As inflation remains benign and comfortably within the Reserve Bank's 2-3% target range, it appears likely that interest rates will remain relatively low for the near-term future.
Inflation is forecast to remain fairly benign, largely due to a soft labour market.
Some residential property market prices have benefited from the lower rates, particularly those in Sydney, Perth and Melbourne. There was a lot of market commentary suggesting that the response to low interest rates by the property market would be weak. As recently as June, there was talk of falling prices in spite of multiple indications to the contrary.
This has been shown to be incorrect. The response has in fact been strong and is strengthening by the month, causing a rapid about-face in commentary. If this trend continues as implied by recent housing finance data from the ABS then it may cause a stop lever to be applied in 2014.
Is the property recovery being led by real estate investors or owner-occupiers? Actually, it's both.
Are new dwellings attracting buyers? Yes, with a steady increase over the last three years.
Both dwelling approvals and dwelling construction are trending steadily upwards in response to monetary policy.
After the stock market crash, investors have also returned to share markets seeking yields and prospects for capital growth, pushing up stock valuations and price-earnings ratios.
It's notable, however, that share market gains have been found largely in the non-resources sectors: the industrials and financials. Resources companies have performed less favourably as commodity prices have tailed off.

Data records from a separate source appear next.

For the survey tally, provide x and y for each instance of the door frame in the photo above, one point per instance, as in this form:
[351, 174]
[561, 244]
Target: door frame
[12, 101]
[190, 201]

Iron ore export spot prices have not remained dramatically lower as feared (although it's likely that we'll see a seasonal dip in the coming months), but it's been a rough ride for other bulk commodity prices.
The brighter news is that recent data out of China suggests that it can achieve and perhaps subsequently maintain its growth target of 7.5%.
Resources export volumes from Australia continue to ramp up and the major players forecast this to continue through 2014.
The red line signifies a weakening Aussie dollar against the USD, which is welcome news for exporters.
Unemployment continues to increase steadily in Australia as the mining investment boom is set to decline over coming quarters. The participation rate is also sliding.
Wages growth has also fallen away.
Labour sentiment indicators point to an ongoing weakness.
There has been a notable pick-up in consumer sentiment of late, and we're certainly buying a lot of cars, but any such confidence has yet to be translated into stronger retail sales.
There is a significant community of voices which is hoping that the economy sinks into recession, in the misguided hope or belief that this will somehow 'make things better'. And indeed the labour market remains weak and the mining construction phase will begin to unwind in the coming years.
Does this mean that Australia is headed for recession? In a word, the RBA's team of economists says: no. The Reserve Bank maintains confidence that stimulatory monetary policy will work and stronger growth will return.